To our knowledge, no previous study was conducted to explore the association between FeNO levels with MetS, although endogenous NO is regarded as a regulatory factor that plays a key role in many different physiologic and pathophysiological processes. In our study, FeNO was found to be positively associated with MetS cross-sectionally but not in prospective analysis. As FeNO was also found to be higher in male and smoker groups, which was indicated in previous studies10,21,34,35. The association between FeNO and MetS remained consistent when stratified by sex and smoking status in our study. FeNO associated with metabolic disease mainly through the endothelium dysfunction36, which has been advocated as a pathogenic mechanism of metabolic diseases9,37. FeNO can also associate with metabolic disease through asymmetric dimethylarginine (ADMA), a common link between oxidative stress, inflammation and metabolic syndrome, by competing for binding to Endothelial Nitric Oxide Synthase (eNOS) with L-arginine and synthesizing high levels of NO and alteration in NO has also been related to mitochondrial dysfunction, a potential pathogenic mechanism for metabolic dysfunction38. Several potential mechanisms may account for the insignificant relationship after follow-up. Firstly, compared with eCO, FeNO may exhibit less involvement in metabolic pathways30, since eCO can stimulate insulin and glucagon release from islet cells as well as modulate insulin sensitivity and glucose tolerance in metabolic disorder animals29. Secondly, the average level of FeNO in the whole samples is relatively lower when compared with the recommended high risk range: 50 ppb of adults in some studies1,35 and we also observed a sharp increase of RR for MetS during follow-up when FeNOs were more than 100 ppb in the regression splines. Furthermore, Salonen I. found FeNO were inversely associated with plasma concentration of triglycerides and blood concentration of glycated haemoglobin A1c which was conflicted with this study39. The conflicted results might be explained by the difference in study sample: the study sample of Salonen, I’s study was very small and were all ischaemic heart disease patients while our study sample were healthy community residents. And studies indicated that heart diseases might lead to abnormal production of NO and pills to cure heart diseases may leads to the release large quantity of NO40.

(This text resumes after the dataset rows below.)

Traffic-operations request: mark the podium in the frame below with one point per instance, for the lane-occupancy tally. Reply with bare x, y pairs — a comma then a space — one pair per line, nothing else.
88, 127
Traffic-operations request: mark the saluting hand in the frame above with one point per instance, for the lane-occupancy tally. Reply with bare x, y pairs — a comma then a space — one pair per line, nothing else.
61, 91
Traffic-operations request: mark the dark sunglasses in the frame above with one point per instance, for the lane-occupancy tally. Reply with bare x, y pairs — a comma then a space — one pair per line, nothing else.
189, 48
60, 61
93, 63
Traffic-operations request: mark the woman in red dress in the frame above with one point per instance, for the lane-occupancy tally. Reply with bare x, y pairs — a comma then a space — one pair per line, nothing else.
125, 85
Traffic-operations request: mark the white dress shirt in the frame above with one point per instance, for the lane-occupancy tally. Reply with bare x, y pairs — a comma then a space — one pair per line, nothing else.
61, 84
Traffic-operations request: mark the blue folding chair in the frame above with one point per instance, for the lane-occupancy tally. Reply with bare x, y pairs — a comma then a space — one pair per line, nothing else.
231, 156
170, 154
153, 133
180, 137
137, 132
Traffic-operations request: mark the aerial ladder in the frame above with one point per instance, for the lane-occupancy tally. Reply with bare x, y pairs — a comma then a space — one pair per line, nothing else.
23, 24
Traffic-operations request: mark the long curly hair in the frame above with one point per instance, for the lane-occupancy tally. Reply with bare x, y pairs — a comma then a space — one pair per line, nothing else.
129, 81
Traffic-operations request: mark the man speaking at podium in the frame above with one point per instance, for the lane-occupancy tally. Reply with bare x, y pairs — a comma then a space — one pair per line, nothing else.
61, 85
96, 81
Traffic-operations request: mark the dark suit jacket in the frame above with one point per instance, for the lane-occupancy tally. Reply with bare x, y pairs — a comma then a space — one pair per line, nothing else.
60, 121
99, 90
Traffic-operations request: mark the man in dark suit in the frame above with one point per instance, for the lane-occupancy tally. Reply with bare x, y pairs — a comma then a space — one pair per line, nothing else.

Although our study examined the relationship between exhaled CO, FeNO and MetS in a cohort study, there are still some limitations. At first, exhaled CO and NO measurements in this study were obtained at a single point, but the use of a standardized protocol and routinely calibrated instrumentation likely served to reduce excess intraindividual and interindividual variability. Secondly, although we adjusted lifestyle factors, like smoking, we could not exclude the effect of ambient air and environment while the concentrations of eCO and FeNO might be influenced by air pollution, home heating apparatus, distance from major roadway, or transportation method and we also could not accurately calculate current number of cigarettes per day or time between the last cigarette and the CO measurement. However, all the participants lived in two communities from Wuhan city where the ambient air and living conditions were similar, so the effect of environmental factors might be homogenous in the whole population. Thirdly, although diet frequencies for seven kind of food were adjusted in multi-variate models, we cannot evaluate the effect of high-carbonhydrate diet and high-fat diet accurately without accurate information on food intake for every participant. Fourthly, MetS was only assessed at baseline and at 3 years of follow-up and that 40% of individuals in the study sample were not included in the prospective analyses. In addition, all participants in this study are of Chinese Han ethnicity, which minimizes the confounding effects by ethnic background but doesn’t allow us to explore whether the associations of exhaled CO and NO and MetS is different between ethnicities.
Conclusion
Our study demonstrated that eCO and FeNO were independently and positively associated with the prevalence of MetS, while only eCO was positively and significantly related with the incidence of MetS in nonsmokers prospectively. It may contribute to our new understanding of the importance eCO and FeNO, in the pathogenesis of MetS. Further studies are warranted to confirm our findings and elucidate the potential mechanisms.
Methods
Study Sample
In the present study, we used data form a community-based prospective cohort: the Wuhan-Zhuhai (WHZH) cohort study (established in 2011, n = 4812). The design and enrollment criteria of this cohort have been well described previously41. In this cohort, standard questionnaires, anthropometry and physical examination were administered at baseline and three years later to collect and update information on lifestyles and occurrence of diseases. For the cross-sectional investigation, we excluded 298 participants with former cardiovascular diseases and lung diseases, as well as 865 people with missing information or outliers (>mean ± 3SD) on indexes of blood test (n = 100), eCO (n = 209) and FeNO (n = 556). After exclusion, a total of 3649 participants were included in our cross-sectional analysis. And, for the longitudinal investigation, we further excluded people lost to follow-up (n = 390), participants with metabolic syndrome (n = 484) at baseline and individuals with missing information on indexes of blood test (n = 594) at follow-up. Finally, 2,181 participants were included in the longitudinal analysis. However, individuals included and excluded in these analysis were similar with respect to age, sex, body mass index (BMI) and smoking status (P > 0.05).
Ethics Statement
The study protocol was approved by the institutional review boards of Tongji Medical College Institutional review Board, School of Public Health, Tongji Medical College, Huazhong University of Science & Technology (Wuhan, Hubei, China). The methods were carried out in accordance with the approved guidelines. All participants provided written informed consent.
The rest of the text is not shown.